• Wrap instruments in aluminum foil or place them in an autoclavable pouch.
• Autoclave at 121°C for 20-30 minutes under 15 psi.
• Allow instruments to dry completely inside the autoclave to avoid condensation, which can introduce RNases.
• Rinse thoroughly with RNase-free water.
• Air-dry in a clean, RNase-free environment.
• Heat instruments at 160-180°C for 2-3 hours in a dry heat oven.
• This is effective against RNases but may damage delicate instruments.
• Right before use, wipe instruments with RNaseZap® or 70% ethanol.
• Allow to air-dry or flame-sterilize briefly if compatible.

If you want to avoid autoclaving as in Raja Saha's answer, you can follow this protocol, but this requires an ETO sterilizer machine:

1. Clean the instrument with Kim wipes using 70% ethanol.

2. Wrap the instrument in ETO permeable sheet and perform ETO sterilization.

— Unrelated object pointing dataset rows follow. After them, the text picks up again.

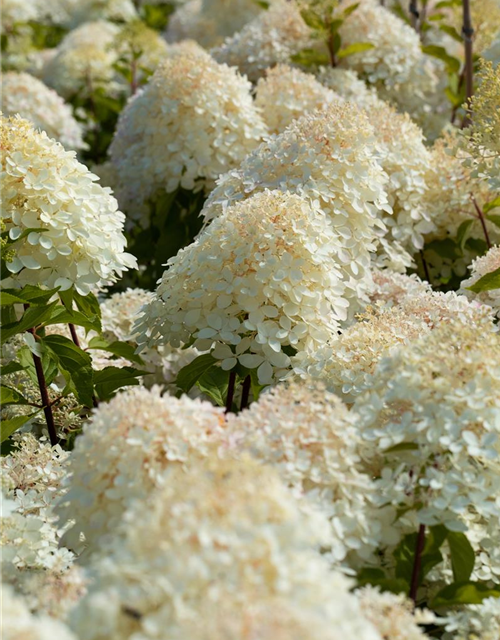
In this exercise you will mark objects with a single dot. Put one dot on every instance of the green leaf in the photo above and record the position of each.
(463, 593)
(356, 47)
(191, 373)
(32, 317)
(12, 367)
(11, 396)
(8, 427)
(214, 384)
(9, 299)
(452, 64)
(310, 57)
(488, 282)
(462, 556)
(74, 364)
(493, 204)
(110, 379)
(402, 446)
(117, 348)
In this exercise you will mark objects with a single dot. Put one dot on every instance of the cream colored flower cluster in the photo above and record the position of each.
(194, 120)
(84, 61)
(480, 267)
(18, 623)
(330, 158)
(222, 536)
(308, 435)
(68, 228)
(348, 363)
(209, 22)
(271, 38)
(438, 398)
(23, 94)
(124, 452)
(261, 280)
(286, 94)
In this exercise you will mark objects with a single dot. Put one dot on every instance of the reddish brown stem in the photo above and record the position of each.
(245, 393)
(230, 391)
(417, 563)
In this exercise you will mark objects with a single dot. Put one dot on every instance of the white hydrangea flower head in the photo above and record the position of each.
(162, 363)
(17, 11)
(346, 83)
(194, 120)
(262, 279)
(23, 94)
(308, 435)
(123, 453)
(80, 241)
(78, 12)
(390, 287)
(393, 615)
(286, 94)
(348, 363)
(391, 60)
(18, 623)
(84, 61)
(329, 157)
(480, 267)
(221, 535)
(475, 621)
(209, 22)
(440, 394)
(405, 159)
(271, 38)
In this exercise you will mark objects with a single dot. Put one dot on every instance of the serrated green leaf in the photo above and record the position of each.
(462, 556)
(11, 396)
(452, 64)
(460, 593)
(74, 364)
(12, 367)
(117, 348)
(493, 204)
(356, 47)
(8, 427)
(191, 373)
(108, 380)
(214, 383)
(488, 282)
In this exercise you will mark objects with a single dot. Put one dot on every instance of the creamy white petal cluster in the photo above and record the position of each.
(84, 61)
(346, 83)
(308, 435)
(286, 94)
(21, 93)
(391, 60)
(222, 535)
(393, 615)
(194, 120)
(68, 228)
(329, 157)
(348, 363)
(18, 623)
(262, 279)
(269, 39)
(209, 22)
(123, 453)
(480, 267)
(438, 399)
(119, 312)
(405, 159)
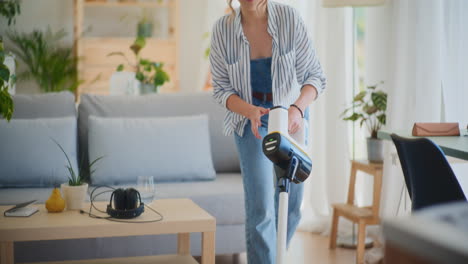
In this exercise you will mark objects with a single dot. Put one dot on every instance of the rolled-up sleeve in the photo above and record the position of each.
(308, 68)
(222, 87)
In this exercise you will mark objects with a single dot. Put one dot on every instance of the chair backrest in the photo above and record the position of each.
(428, 175)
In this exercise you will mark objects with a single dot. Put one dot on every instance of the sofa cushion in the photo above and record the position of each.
(60, 104)
(163, 105)
(169, 149)
(28, 155)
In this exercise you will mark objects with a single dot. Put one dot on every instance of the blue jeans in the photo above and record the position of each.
(261, 197)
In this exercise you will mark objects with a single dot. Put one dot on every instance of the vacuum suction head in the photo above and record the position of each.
(281, 149)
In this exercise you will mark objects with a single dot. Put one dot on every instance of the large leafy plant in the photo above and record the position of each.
(9, 9)
(6, 102)
(77, 179)
(146, 71)
(49, 63)
(368, 107)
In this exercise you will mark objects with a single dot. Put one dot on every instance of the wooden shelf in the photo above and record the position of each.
(127, 4)
(162, 259)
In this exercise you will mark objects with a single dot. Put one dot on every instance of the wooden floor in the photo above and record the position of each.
(306, 248)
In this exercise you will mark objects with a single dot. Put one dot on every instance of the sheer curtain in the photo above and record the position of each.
(419, 48)
(455, 61)
(331, 32)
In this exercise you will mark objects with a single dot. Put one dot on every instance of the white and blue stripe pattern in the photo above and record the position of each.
(294, 63)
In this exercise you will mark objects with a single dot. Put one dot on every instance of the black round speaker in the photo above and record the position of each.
(125, 204)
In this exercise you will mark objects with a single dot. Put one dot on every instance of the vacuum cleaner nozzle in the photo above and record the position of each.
(280, 150)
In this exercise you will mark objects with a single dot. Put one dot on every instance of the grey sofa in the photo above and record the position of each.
(221, 197)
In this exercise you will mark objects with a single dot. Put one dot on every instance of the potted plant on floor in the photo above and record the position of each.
(151, 75)
(369, 107)
(75, 190)
(6, 102)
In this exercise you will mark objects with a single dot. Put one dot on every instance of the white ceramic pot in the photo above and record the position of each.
(375, 150)
(74, 195)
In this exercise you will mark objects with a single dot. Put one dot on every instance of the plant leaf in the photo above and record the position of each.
(382, 119)
(4, 73)
(360, 96)
(353, 117)
(379, 99)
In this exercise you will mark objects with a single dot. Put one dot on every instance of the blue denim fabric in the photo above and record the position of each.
(260, 192)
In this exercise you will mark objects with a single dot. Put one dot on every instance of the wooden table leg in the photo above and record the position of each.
(183, 243)
(208, 247)
(7, 253)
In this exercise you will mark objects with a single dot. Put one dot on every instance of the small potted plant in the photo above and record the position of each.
(146, 24)
(75, 190)
(151, 75)
(369, 107)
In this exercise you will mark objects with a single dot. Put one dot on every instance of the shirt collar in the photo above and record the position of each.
(272, 27)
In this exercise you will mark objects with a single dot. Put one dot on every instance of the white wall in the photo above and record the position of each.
(39, 14)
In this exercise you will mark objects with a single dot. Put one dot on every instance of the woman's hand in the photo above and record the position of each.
(294, 120)
(254, 116)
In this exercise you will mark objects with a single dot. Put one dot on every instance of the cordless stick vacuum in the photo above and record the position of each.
(287, 152)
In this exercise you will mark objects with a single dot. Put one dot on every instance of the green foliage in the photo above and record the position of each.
(9, 9)
(77, 179)
(368, 107)
(51, 65)
(6, 102)
(146, 71)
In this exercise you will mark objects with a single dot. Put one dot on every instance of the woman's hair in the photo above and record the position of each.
(233, 12)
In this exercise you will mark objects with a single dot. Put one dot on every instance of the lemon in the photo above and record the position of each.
(55, 203)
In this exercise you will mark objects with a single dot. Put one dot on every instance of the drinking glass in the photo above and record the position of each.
(145, 186)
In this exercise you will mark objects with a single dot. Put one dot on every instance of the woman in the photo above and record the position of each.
(261, 57)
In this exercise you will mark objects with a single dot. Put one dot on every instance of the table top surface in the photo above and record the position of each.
(180, 216)
(454, 146)
(438, 232)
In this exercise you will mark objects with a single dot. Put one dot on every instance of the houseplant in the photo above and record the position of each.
(6, 102)
(75, 190)
(369, 107)
(9, 9)
(49, 63)
(150, 75)
(146, 24)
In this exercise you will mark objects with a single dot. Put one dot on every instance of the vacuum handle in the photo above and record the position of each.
(278, 122)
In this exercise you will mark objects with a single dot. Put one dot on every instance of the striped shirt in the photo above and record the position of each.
(294, 63)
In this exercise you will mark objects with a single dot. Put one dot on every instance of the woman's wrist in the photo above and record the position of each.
(298, 109)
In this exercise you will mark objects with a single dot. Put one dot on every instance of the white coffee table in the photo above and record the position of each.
(181, 217)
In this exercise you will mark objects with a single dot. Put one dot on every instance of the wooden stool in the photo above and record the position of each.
(363, 216)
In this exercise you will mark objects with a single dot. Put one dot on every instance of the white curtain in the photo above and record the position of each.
(419, 48)
(331, 32)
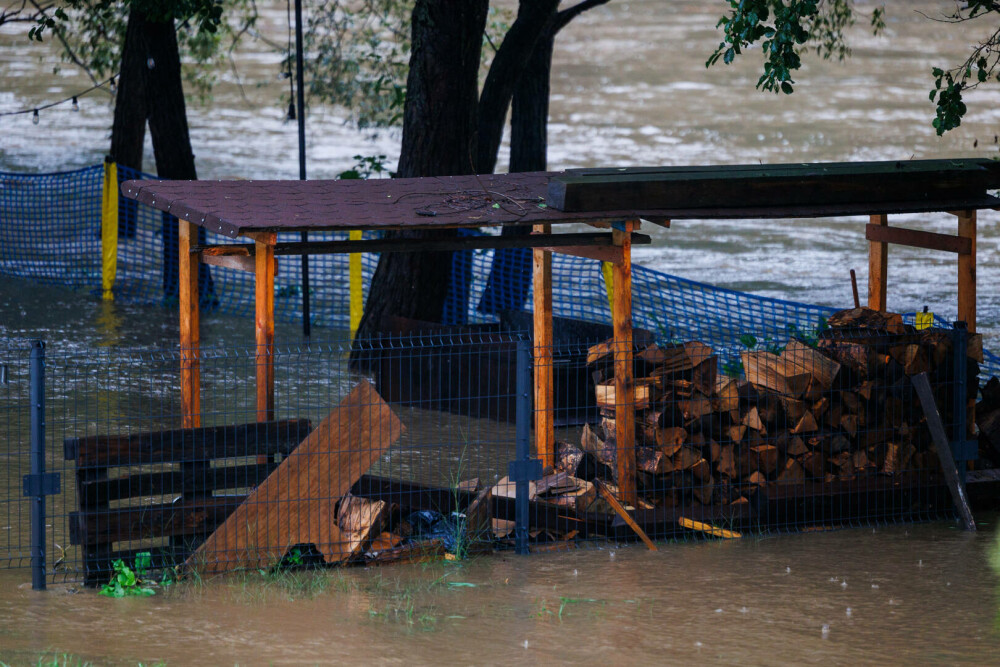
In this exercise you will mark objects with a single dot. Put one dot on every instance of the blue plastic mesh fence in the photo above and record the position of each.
(50, 231)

3. Heat the instrument at 180 C (2-3 hrs) in hot air oven OR 250 C for 40-60 mins.

4. Wipe your gloves with ethanol, and before use wipe the instrument with RNaseZap or use 0.1N NaOH (you have to soak it for 5-10 mins) (if using NaOH rinse with RNase free water afterwards) (Ideally use fresh gloves and ensure to never touch the outside surface with barehand, use gloves upon gloves)

5. Air Dry in a sterile environment with minimal chances of RNase contamination ideally keep in laminar hood.

If you want to make RNase free water best economical way is to Autoclave Ultrapure MilliQ water, does not completely remove RNases but eliminates the contamination significantly.

The main source of RNase you encounter in your work is the endogenous RNases in tissues and cells. In general, guanidium-based cell lysis kits effectively protect RNAs here. However, RNAs become more vulnerable to degradation in subsequent processes. To reduce this, the binding, washing and elution solutions in the RNA isolation kit are delivered as RNase-free.

Let's talk about the sterilization of equipment:

RNases are generally resistant to heat (I still use an autoclave), but additional UV usage may be beneficial. Some say they also apply NaOH solution, but it can make the situation more difficult (cause some unwanted consequences).

But as I said, the general sterilization process may be sufficient since the main source of RNase is the cell itself.

Note: do not neglect general RNase contamination prevention methods (such as wearing gloves, working on ice, reducing unnecessary contact of sterile materials with air, completing the job quickly).